The Wood Brothers

Two brothers decide to form a band, adapting the blues, folk and other roots‐music sounds they loved as kids into their own evocative sound and twining their voices in the sort of high‐lonesome harmony blend for which sibling singers are often renowned.

 Oliver and Chris Wood grew up in Boulder, CO, listening to their dad perform classic songs around the campfire and gleaning their creative turns of phrase from their poet mother. Chris studied jazz bass at The New England Conservatory of Music. Their collaboration, channeling the shared musical heroes of their youth while seizing on their own individual strengths — Oliver’s classic songwriting [and] Chris’s forward-thinking musicianship is infused with the following components: the dialed-in vocal harmonies, Oliver’s gritty acoustic guitar, Chris’s virtuosic upright bass, the warrior poet lyrics. Then there’s a glue holding it all together: Jano Rix,a drummer and ace-in-the-hole multi-instrumentalist. Jano’s additional harmonies give credence to the old trope that while two family members often harmonize preternaturally, it takes a third, non-related singer for the sound to really shine. And then there’s Jano’s work on his literally patented percussion instrument, the “shuitar,” [an] acoustic guitar rigged up with noisemakers, which, in his hands, becomes a veritable drum kit. The band will intrigue youth and at the same time be readily approachable, as one reviewer puts it, they resonate "hints of other beloved American bands, while creating something entirely organic and new.... As natural as anything else, but like nothing else."

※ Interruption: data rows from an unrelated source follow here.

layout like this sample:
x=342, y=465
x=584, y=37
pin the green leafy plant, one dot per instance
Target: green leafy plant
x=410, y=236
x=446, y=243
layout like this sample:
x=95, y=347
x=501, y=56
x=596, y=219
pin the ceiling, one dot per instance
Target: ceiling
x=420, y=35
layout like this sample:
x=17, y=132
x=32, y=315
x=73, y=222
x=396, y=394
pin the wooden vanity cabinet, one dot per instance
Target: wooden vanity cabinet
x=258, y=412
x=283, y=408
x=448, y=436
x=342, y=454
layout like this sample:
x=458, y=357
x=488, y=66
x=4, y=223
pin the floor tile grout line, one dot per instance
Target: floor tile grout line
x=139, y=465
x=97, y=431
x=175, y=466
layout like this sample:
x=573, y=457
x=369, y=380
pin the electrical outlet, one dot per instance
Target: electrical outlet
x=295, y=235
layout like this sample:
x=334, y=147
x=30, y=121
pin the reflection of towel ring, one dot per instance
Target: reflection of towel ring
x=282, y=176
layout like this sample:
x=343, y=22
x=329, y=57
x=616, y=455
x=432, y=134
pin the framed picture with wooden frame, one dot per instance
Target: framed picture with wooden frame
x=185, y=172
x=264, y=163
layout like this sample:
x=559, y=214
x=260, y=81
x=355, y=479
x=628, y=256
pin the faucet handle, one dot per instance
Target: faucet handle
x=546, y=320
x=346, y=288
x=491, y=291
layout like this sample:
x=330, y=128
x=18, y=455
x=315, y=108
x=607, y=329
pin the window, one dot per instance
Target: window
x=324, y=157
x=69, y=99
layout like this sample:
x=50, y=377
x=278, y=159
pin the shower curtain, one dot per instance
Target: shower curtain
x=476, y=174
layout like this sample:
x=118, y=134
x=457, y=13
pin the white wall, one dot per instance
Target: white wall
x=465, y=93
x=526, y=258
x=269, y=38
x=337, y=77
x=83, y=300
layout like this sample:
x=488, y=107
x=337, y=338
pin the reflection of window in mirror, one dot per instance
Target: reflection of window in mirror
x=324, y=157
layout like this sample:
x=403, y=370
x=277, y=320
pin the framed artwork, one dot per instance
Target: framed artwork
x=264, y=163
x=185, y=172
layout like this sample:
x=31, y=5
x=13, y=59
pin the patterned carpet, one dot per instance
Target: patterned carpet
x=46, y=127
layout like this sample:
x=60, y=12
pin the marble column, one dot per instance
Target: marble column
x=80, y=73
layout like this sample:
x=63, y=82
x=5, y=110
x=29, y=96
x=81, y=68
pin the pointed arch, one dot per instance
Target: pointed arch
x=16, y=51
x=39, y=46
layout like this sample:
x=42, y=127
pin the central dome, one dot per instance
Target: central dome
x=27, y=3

Their 2015 release,‘Paradise,’ an album about longing and desire and the ways in which the pursuit of fulfillment can keep it perpetually out of our reach, is The Wood Brothers’ most sophisticated work to date and also their most rocking, with bassist Chris Wood playing electric on tracks for the first time. Recorded at Dan Auerbach’s Easy Eye studio in Nashville, ‘Paradise’ captures the latest chapter in the ongoing evolution of a band—and a family—navigating the joy and challenges of a life in music.

‘Paradise’ follows the band’s acclaimed 2013 release ‘The Muse,’ which was recorded almost entirely live around a tree of microphones in Zac Brown’s Southern Ground studio. Hailed previously by the New York Times for their “gripping” vocals and by the LA Times for their “taught musicianship,” the live setting proved to be a remarkable showcase for the brothers’ live chemistry and charismatic magnetism. Taking a different approach to their sixth studio album, the decision to record in Nashville was no coincidence, as ‘Paradise’ marks the first album written with the entire band living in Music City.